This is a great thread, and you all are giving me so much to think about!!







:


----------



## LionTigerBear (Jan 13, 2006)

Quote:


Originally Posted by *thismama* 
It's nice to say you won't take your child grocery shopping if they act up, but this is not possible for everyone.

Right, it wasn't intended as the ultimate solution for all people, it was just an example of one appropriate consequence.

Quote:


Originally Posted by *thismama* 
For me, my children need to come grocery shopping, and they need to not act like wild animals. I feel as a mother, it is definitely within my realm to 'change someone' insofar as this kind of behavioural expectation is concerned.

Why do they need to not act like wild animals? I would say it is preferable if they do not act like wild animals, but not completely within the realm of your control.

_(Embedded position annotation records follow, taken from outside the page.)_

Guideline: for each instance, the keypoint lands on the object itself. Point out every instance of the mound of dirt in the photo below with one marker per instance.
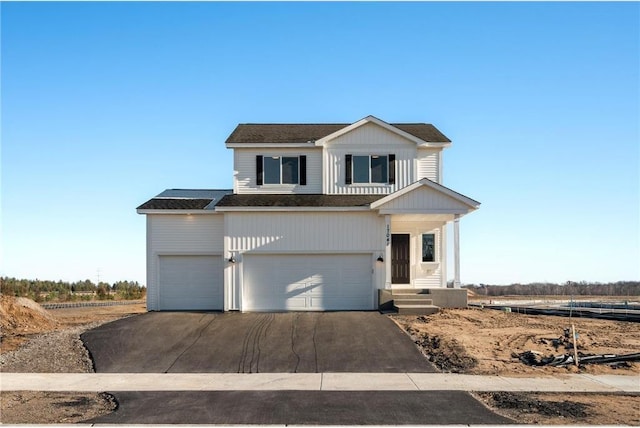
(21, 316)
(489, 342)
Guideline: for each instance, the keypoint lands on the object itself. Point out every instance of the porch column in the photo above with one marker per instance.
(456, 251)
(387, 252)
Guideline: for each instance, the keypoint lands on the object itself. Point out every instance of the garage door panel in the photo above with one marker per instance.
(191, 282)
(307, 282)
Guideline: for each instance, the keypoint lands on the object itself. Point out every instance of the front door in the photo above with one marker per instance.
(400, 259)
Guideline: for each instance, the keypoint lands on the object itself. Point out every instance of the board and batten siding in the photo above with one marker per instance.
(244, 161)
(428, 164)
(369, 139)
(179, 234)
(424, 275)
(305, 232)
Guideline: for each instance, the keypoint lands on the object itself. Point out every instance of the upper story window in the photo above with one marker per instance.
(281, 170)
(370, 169)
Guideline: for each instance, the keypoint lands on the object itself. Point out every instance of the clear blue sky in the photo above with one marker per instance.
(104, 105)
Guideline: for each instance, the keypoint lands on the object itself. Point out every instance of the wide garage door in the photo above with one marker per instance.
(307, 282)
(191, 283)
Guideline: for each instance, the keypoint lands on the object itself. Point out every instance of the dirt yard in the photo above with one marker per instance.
(465, 341)
(487, 342)
(36, 340)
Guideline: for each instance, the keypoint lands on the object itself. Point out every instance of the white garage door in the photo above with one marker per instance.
(307, 282)
(191, 283)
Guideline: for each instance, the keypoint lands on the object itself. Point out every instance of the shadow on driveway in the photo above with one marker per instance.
(293, 342)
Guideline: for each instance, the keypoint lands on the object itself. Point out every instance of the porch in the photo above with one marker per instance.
(415, 250)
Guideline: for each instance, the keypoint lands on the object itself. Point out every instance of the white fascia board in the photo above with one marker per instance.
(176, 212)
(434, 145)
(453, 212)
(289, 209)
(306, 145)
(372, 119)
(431, 184)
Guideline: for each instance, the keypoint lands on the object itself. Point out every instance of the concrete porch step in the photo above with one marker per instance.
(404, 309)
(412, 300)
(410, 291)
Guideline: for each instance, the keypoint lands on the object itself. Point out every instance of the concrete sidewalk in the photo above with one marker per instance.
(99, 382)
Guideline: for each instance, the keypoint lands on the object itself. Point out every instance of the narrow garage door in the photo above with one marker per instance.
(307, 282)
(191, 283)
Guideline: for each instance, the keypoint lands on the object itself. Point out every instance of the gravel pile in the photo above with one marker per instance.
(53, 352)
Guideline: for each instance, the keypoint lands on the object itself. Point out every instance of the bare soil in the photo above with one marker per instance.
(465, 341)
(35, 340)
(475, 341)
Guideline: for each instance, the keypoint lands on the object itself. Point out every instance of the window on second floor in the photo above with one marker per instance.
(370, 169)
(281, 170)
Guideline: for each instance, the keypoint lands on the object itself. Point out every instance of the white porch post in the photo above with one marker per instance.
(387, 252)
(456, 251)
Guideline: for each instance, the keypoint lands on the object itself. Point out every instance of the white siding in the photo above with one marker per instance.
(179, 235)
(368, 139)
(428, 164)
(305, 232)
(244, 161)
(423, 275)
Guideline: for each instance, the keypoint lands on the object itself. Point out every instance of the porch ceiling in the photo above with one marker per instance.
(431, 218)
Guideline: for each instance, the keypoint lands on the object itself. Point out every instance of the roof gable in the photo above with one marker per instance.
(303, 134)
(425, 196)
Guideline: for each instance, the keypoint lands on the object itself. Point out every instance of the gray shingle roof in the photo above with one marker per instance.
(175, 204)
(301, 133)
(185, 199)
(289, 200)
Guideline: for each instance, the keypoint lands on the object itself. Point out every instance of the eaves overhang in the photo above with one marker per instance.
(291, 209)
(372, 119)
(425, 197)
(306, 145)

You can certainly TRY to encourage your children to act differently in several ways, but you cannot _count_ on them being able to "behave" short of hurting them, in which case they are only cooperating out of fear or shame and in that case, inside they have not learned anything constructive.

Quote:


Originally Posted by *thismama* 
When my DD was younger, if she couldn't behave walking on her own, she would ride on my back in the pouch. Kinda hilarious to have a toddler screaming 'no!' while you put them on your back, a bit of the antithesis of babywearing, but it did the trick. Nowadays it's a nonissue but I would not hesitate to take away the treat she looks forward to at teh end of the trip for wrong behaviour.

I don't see anything wrong with that. I also don't see that as controlling her or making her change-- just enforcing your boundaries in the best way you could given the situation. Again, you were doing what you _had to do_ in the most respectful way you could-- respectful to her and to you.


----------



## thismama (Mar 3, 2004)

If my children acted like wild animals at the grocery store, I would be very displeased to say the least. They do *need* to act appropriately in situations they are in, and I cannot and will not conform all situations to them so that they never meet up with this requirement in their childhoods.

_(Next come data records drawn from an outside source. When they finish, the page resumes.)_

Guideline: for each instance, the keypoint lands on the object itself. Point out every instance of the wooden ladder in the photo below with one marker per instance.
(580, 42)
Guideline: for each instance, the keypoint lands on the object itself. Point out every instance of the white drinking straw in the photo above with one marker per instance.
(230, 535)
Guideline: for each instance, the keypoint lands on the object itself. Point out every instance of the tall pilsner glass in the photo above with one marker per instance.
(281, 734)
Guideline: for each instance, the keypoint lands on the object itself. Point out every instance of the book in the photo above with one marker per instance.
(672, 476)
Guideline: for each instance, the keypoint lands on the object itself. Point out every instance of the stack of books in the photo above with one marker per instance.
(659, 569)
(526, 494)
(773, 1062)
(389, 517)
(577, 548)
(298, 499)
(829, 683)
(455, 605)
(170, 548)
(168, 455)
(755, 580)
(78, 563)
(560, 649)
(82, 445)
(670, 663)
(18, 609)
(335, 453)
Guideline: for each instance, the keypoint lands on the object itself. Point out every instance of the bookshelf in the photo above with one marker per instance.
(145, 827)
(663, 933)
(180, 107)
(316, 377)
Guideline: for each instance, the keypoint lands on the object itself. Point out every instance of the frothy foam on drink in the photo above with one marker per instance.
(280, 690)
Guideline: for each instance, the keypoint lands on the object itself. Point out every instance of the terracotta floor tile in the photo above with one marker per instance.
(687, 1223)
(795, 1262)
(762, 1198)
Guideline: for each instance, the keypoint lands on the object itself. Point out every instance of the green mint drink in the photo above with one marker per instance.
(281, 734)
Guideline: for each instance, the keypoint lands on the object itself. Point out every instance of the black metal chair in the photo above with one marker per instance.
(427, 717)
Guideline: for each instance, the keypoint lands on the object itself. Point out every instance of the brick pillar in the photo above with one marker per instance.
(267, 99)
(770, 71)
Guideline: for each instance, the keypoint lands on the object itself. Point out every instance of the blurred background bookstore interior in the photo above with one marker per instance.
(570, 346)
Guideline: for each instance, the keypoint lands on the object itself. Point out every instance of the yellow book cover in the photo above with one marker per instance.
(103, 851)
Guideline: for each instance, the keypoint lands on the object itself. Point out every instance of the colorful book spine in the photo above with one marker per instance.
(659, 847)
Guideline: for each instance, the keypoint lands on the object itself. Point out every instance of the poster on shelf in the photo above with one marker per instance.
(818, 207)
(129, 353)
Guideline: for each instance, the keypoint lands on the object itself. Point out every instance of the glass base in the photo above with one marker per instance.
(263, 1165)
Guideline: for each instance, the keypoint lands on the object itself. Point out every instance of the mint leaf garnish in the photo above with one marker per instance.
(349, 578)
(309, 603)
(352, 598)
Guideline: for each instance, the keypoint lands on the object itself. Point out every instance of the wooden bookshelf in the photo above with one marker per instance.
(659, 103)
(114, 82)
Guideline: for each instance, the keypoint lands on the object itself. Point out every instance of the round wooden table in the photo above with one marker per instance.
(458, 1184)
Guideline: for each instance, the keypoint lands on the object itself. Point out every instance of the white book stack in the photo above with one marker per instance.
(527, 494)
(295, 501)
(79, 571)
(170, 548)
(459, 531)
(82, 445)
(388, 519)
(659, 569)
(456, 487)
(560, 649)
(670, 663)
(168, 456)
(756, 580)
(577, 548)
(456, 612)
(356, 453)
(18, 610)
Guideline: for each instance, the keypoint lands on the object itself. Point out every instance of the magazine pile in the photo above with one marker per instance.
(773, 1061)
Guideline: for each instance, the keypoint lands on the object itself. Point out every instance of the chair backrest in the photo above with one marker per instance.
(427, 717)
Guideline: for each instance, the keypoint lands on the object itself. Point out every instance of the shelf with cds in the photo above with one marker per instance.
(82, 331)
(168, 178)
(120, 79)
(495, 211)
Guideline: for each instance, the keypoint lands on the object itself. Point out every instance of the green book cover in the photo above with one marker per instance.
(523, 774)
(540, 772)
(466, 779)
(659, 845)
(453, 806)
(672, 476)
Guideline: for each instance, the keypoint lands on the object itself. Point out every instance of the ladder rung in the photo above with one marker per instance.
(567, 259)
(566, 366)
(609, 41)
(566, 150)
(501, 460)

IME you do *not* need to hurt children to enforce good behaviour. Why is it around here whenever parent imposed consequences are raised as a tool in discipline it goes right to worries about abuse? There is a huge area between conforming situations to the child rather than requiring decent behaviour, vs. physically assaulting children. HUGE area.

eta:

Quote:

I don't see anything wrong with that. I also don't see that as controlling her or making her change-- just enforcing your boundaries in the best way you could given the situation. Again, you were doing what you had to do in the most respectful way you could-- respectful to her and to you.
It is definitely controlling her though vs just enforcing my own boundaries. Physically putting her in the carrier? Yes that does directly control her. I also use removal of privileges when necessary to enforce good behaviour (of course not as a first response, first I explain the behaviour that is necessary, and the why of it, and I genuinely expect her to understand which she usually does). But parent imposed consequences do include putting the child in the carrier or in the cart, or removing this or that from them.


----------



## thismama (Mar 3, 2004)

I gotta say too, I don't get the 'they aren't learning anything!' arugment. Sometimes they need to learn that it is not all about them and what they are getting out of everything, it is about being cooperative and part of a group of people, prioritizing someone else's needs or family needs over their own desires at that moment in time. Yk? It's like: Dude we need to get this done. Here is why. Now behave yourself so it can happen. Vs: Oh how are you feeeeeeeeeling as you dump the coffee beans all over the floor? Do you really *get* why not to do that? Or maybe there is something I'm not seeing why it's important to make this giant mess and risk people falling down and getting hurt?

Sometimes making them the centre of everything, never enforcing our own needs/agenda as the priority, can do much harm IMO.


----------



## LionTigerBear (Jan 13, 2006)

Quote:


Originally Posted by *thismama* 
If my children acted like wild animals at the grocery store, I would be very displeased to say the least.

I feel displeased when my children acted like that, too. But I do not expect them to act convenient to me or to be responsible for my comfort.

Quote:


Originally Posted by *thismama* 
They do *need* to act appropriately in situations they are in, and I cannot and will not conform all situations to them so that they never meet up with this requirement in their childhoods.

I think we are defining "need" differently.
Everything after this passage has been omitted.